L'historien falso - révisionniste Benjamin stora engage la polémique sur la chaîne de radio France culture contre Jean-Jacques Jordi au sujet du documentaitre de M 6 Quand l'Algérie était Française..
 
 
 
     
   

 
Quand Algérie était Française
documentaire de M 6
 
 
Le manipulateur traite son collègue historien de coloriste.
   
Le falsificateur de l'histoire Benjamin Stora expert dans le trucage des images et des commentaires dans ses documentaires sur l'Algérie.
L'historien idéologue accuse Jean-Jacques Jordi d'avoir colorisé une partie des films retenus dans le programme TV « Quand l’Algérie était française » de Serge de Sampigny diffusion sur M6, avec les journalistes Saveria Rojek, Vanessa Dubreuil et la documentaliste Christina Varady Jean-Jacques Jordi lui était le Conseiller historique du documentaire il est aussi le directeur du Mémorial National de la France Outremer.
Pour le pseudo historien nostalgique des pays de l'est le réalisateur et l'historien Jean-Jacques Jordi : "Ont volontairement colorisé les films d'archives".
Il faut savoir que seulement des 20 % du documentaire est constitué d'archives d'actualités de l'époque et que seulement 5'32 sont colorisés dans ce documentaire.
Il vaut mieux coloriser 5'32 d’archives que manipuler les archives comme le fait le pseudo historien Benjamin Stora.
 
 
   

Entretien avec Serge Sampigny réalisateur du documentaire.

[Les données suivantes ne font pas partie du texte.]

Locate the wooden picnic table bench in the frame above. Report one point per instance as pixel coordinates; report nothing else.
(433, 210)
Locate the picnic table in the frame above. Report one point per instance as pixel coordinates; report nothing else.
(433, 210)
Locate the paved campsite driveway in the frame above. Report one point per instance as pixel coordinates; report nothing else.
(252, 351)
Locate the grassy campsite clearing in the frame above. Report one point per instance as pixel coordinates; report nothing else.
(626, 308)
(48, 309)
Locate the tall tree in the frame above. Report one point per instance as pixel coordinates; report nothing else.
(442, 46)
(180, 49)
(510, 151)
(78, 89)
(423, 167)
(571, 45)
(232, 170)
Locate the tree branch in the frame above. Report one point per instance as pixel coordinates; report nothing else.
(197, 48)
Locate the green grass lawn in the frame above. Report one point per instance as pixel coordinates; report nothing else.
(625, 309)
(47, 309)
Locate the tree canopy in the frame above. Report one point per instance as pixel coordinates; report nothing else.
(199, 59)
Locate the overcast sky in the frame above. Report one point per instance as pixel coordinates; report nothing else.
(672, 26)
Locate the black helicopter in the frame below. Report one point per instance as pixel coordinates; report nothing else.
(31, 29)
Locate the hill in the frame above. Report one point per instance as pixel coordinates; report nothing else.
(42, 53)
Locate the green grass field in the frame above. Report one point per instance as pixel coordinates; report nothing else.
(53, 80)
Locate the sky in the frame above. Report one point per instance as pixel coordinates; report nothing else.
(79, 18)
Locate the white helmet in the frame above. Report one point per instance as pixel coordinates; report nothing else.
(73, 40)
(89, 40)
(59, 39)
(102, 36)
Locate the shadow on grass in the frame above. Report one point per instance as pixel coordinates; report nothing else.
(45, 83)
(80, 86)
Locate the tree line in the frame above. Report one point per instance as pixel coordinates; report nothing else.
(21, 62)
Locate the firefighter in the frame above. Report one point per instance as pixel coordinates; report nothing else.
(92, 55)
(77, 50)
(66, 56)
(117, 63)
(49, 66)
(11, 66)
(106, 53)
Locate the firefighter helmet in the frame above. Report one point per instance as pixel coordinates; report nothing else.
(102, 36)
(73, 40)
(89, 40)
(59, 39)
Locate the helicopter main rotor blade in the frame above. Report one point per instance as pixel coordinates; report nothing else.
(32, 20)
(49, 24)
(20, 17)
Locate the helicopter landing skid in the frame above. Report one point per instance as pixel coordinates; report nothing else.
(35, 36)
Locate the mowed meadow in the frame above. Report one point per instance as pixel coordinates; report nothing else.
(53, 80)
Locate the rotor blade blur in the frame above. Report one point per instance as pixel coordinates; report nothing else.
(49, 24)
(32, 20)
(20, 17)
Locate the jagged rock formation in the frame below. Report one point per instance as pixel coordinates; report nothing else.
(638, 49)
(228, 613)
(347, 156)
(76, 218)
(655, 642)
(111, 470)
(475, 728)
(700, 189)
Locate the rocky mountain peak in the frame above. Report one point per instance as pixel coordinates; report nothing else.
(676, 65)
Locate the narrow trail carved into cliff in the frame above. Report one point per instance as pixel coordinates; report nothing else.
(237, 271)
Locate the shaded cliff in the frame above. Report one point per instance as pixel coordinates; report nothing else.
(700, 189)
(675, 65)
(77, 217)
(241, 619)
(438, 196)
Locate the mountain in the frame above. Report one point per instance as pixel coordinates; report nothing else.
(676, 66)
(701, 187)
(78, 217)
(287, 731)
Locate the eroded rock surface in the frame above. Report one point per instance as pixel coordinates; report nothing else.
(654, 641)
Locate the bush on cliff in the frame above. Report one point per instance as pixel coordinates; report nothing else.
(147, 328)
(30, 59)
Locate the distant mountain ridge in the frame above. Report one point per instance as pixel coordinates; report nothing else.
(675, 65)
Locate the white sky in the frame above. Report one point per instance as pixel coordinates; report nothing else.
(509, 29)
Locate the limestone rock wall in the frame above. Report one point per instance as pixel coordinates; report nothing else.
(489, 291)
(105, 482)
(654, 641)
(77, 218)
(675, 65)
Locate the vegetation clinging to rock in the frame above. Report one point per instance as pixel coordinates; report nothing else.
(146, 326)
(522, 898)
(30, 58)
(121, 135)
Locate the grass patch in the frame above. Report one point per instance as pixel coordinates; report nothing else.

Serge de Sampigny : L'Algérie Française est une période peu connue de l'Histoire de France, et quand elle l'est, c'est par le récit des batailles. Pour ce documentaire, nous avons préféré mettre l'accent sur les histoires humaines. Nous avons sillonné la France et un peu l'Algérie pour retrouver des films amateurs en 8mm, souvent au fond de malles oubliées. Nous en avons trouvé des dizaines, tous en couleur. Ce sont de véritables trésors pour l'Histoire car ils nous montrent la vie privée des habitants et nous permettent de découvrir une société totalement engloutie.
A.G : Qui sont les metteurs en scène de ces films amateurs ?
Serge de Sampigny : Ils ont été tournés par des algériens, des pieds-noirs mais aussi des appelés du contingent qui voulaient fixer sur pellicule l'aventure de leurs 20 ans. Au final, le documentaire est composé de trente films amateurs. Les 2/3 des images du film sont inédites, et elles sont constituées à 80% de films amateurs.
A.G : A-t-il été difficile de récupérer ces films ?
Serge de Sampigny : Il a vraiment fallu parcourir la France d'est en ouest, du nord au sud (rires), mais ceux qui ont prêté les films étaient très désireux qu'on raconte leur histoire, notamment les pieds noirs qui se sentent incompris. Ils nous ont commenté leurs bandes, et ces témoignages sont lus par des comédiens, du même âge qu'eux à l'époque, afin de nous replonger dans les mentalités de l'époque.